Kratom is a tropical deciduous and evergreen tree in the coffee family native to Southeast Asia in the Indochina and Malisia floristic regions. Its leaves are used for medicinal properties. It is psychoactive, and leaves are chewed to uplift mood and to treat health problems.
Kratom is indigenous to Thailand yet it has been outlawed for 70 years. It was originally banned because it was reducing the Thai government’s tax revenue from opium distribution. Kratom and its derivatives have been used as a substitute for opium as well as an aid for the management of opium withdrawal.
Data on the incidence and prevalence of its use are lacking, as physicians are generally unfamiliar with it and its use is not detected by typical drug screening tests. Kratom metabolites can be detected by specialized mass spectrometer tests. Incidence of Kratom use appears to be on the rise among those who have been self-managing chronic pain with opioids purchased without a prescription and are cycling (but not quitting) their use.
As of 2011, there have been no formal trials performed to study the efficacy or safety of Kratom to treat opioid addiction.
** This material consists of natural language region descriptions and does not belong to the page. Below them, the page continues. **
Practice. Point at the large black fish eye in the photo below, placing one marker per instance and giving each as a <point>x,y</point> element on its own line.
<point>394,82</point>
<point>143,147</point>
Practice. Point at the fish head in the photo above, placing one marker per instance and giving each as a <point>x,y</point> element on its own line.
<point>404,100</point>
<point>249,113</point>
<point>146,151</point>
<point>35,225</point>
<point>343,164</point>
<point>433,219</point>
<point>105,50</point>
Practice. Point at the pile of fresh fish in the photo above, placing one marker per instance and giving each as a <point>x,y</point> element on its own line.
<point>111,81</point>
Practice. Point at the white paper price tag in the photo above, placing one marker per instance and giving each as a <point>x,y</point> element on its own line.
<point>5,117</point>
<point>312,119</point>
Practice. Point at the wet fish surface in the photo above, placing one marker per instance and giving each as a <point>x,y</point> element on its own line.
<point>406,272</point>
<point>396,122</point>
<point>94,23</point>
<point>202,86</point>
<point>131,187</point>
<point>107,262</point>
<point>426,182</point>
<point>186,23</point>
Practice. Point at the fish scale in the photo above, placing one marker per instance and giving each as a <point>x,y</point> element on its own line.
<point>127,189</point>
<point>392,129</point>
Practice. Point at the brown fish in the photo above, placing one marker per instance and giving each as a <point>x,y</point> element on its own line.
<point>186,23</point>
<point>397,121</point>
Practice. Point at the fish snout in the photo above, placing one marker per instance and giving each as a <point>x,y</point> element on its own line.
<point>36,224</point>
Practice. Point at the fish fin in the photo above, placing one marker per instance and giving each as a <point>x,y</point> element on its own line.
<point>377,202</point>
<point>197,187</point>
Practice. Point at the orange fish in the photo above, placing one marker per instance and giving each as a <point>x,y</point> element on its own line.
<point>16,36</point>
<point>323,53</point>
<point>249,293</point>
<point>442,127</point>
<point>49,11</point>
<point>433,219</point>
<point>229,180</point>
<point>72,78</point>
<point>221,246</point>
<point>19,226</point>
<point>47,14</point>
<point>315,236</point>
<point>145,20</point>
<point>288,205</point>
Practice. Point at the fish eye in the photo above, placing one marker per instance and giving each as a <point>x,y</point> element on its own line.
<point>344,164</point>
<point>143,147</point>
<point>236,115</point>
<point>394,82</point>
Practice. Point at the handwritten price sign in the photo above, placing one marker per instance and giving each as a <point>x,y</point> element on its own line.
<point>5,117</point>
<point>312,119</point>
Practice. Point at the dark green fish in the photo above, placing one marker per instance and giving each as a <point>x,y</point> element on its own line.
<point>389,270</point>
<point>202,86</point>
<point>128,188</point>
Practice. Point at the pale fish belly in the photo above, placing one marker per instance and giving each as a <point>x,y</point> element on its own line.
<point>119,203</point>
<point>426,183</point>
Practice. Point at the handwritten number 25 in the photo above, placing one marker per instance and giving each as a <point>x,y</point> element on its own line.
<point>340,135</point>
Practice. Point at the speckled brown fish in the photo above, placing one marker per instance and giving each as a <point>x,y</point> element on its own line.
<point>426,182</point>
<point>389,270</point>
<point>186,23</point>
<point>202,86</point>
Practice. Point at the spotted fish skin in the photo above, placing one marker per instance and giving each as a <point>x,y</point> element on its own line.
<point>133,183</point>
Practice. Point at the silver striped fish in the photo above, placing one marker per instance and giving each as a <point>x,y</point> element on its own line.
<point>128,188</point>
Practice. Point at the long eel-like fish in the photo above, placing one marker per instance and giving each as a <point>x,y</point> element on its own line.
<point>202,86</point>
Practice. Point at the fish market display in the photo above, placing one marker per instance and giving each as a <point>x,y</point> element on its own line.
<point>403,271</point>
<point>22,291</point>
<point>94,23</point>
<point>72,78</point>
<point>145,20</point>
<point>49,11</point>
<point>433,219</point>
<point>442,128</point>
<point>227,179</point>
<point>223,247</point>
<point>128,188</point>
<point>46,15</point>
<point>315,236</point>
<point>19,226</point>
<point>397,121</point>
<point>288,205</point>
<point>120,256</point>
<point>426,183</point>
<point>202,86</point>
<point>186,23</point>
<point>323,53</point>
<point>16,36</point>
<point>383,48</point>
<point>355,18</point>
The pharmacological effects of Kratom on humans are not well studied. Its metabolic half-life protein binding and elimination characteristics are all unknown. Kratom behaves as a u-opioid receptor agonist, similar to opiates like morphine, although its effects differ significantly from those of opiates.
Kratom does not appear to have significant adverse effects, and in particular appears not to cause the hypoventilation typical of other opioids. Compulsive use has been reported among drug users who inject opioids, and those who use opioids to manage pain without direction from medical professionals.
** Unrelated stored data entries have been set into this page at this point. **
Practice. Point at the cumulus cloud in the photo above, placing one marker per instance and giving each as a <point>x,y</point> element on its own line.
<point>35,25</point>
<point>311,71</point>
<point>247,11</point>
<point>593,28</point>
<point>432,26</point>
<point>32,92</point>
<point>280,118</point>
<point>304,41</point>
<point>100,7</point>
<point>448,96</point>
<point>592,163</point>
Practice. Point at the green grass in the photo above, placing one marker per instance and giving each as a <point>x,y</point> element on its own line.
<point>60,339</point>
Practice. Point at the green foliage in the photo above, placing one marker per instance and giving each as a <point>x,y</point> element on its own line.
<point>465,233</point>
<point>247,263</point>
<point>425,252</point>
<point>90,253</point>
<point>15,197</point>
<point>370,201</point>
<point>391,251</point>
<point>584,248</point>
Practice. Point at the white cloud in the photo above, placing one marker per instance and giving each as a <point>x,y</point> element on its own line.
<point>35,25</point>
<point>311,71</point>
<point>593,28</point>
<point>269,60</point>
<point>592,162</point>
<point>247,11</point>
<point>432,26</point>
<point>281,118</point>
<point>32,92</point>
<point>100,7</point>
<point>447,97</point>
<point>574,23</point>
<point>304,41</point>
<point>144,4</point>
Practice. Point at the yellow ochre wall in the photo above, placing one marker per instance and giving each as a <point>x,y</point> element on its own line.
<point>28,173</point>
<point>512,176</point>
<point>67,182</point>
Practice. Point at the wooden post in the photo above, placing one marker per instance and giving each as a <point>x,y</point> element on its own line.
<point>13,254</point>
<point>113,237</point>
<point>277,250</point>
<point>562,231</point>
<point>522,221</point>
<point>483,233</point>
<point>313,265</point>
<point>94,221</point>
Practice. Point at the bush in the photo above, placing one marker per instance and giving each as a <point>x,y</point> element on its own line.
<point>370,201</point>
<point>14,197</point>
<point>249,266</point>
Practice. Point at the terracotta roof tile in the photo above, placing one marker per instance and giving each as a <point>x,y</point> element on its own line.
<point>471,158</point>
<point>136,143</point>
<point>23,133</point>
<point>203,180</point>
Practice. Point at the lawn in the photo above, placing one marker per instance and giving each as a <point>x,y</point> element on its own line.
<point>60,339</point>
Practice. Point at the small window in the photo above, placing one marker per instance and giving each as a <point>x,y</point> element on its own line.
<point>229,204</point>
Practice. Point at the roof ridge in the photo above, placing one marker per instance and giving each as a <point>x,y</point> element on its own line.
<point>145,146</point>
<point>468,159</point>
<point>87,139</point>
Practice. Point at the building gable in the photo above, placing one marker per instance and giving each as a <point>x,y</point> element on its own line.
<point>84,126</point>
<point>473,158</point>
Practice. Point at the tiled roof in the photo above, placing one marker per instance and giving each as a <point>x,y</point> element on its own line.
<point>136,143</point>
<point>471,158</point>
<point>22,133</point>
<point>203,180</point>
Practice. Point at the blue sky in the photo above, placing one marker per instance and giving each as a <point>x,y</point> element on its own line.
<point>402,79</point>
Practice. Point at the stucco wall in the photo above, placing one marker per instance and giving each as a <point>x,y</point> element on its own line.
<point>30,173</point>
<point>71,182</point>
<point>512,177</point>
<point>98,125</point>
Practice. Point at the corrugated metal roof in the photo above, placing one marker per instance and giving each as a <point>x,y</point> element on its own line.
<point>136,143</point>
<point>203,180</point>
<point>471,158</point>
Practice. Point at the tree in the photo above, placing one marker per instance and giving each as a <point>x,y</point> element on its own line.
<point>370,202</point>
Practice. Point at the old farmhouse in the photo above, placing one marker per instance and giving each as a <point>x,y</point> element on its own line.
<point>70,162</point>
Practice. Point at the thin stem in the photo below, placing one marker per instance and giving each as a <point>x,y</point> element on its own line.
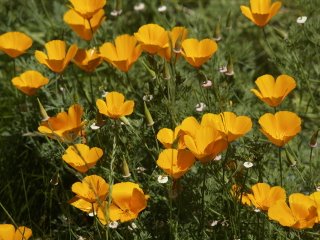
<point>280,165</point>
<point>310,164</point>
<point>12,220</point>
<point>203,189</point>
<point>91,91</point>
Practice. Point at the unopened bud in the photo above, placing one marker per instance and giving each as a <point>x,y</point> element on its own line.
<point>125,120</point>
<point>229,71</point>
<point>228,22</point>
<point>291,159</point>
<point>166,72</point>
<point>281,33</point>
<point>217,32</point>
<point>148,116</point>
<point>125,169</point>
<point>314,139</point>
<point>149,70</point>
<point>177,45</point>
<point>43,112</point>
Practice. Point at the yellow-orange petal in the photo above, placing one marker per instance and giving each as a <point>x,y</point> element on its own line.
<point>29,82</point>
<point>281,213</point>
<point>15,43</point>
<point>93,188</point>
<point>81,157</point>
<point>175,162</point>
<point>7,231</point>
<point>23,233</point>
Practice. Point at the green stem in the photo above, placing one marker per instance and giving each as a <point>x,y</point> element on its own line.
<point>203,189</point>
<point>280,165</point>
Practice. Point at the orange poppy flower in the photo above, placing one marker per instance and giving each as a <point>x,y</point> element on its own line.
<point>85,28</point>
<point>56,58</point>
<point>175,162</point>
<point>115,106</point>
<point>168,138</point>
<point>176,36</point>
<point>64,126</point>
<point>228,123</point>
<point>153,38</point>
<point>91,192</point>
<point>198,52</point>
<point>128,200</point>
<point>236,192</point>
<point>8,232</point>
<point>261,11</point>
<point>272,91</point>
<point>123,53</point>
<point>87,60</point>
<point>263,196</point>
<point>203,141</point>
<point>276,128</point>
<point>301,214</point>
<point>316,198</point>
<point>14,43</point>
<point>87,8</point>
<point>81,157</point>
<point>29,82</point>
The DEA warns the leaves from Kratom trees are widely available on the internet and sold as crushed leaves that can be smoked or steeped in tea. The kratom leaf is native to Southeast Asia. However, it’s banned there but it’s legal in the US, leaving several wondering why.
The DEA says Kratom can lead to addiction. At low doses users report alertness and energy and at high doses, the drug produces sedative effects. According to the DEA, there is no legitimate use for Kratom but they’re still conducting research on the possible dangers of using the drug.
Side effects associated with chronic Kratom use include constipation, loss of appetite and weight loss and darkening of the skin color on the face. Chronic use has been associated with bowel obstruction. Chronic users have also reported withdrawal symptoms including irritability, runny nose and diarrhea. Withdrawal is generally mild and short-lived, and may be treated with dihydrocodeine and lofexidine.
Three cases reported documented deaths involving kratom. Other drugs were used in all cases and in one, Kratom was speculated to possibly be the primary cause of death. In 1975, there was an isolated report of serious adverse effects such as psychosis, hallucinations, convulsions and confusion among five individuals who had used kratom daily for 10-35 years.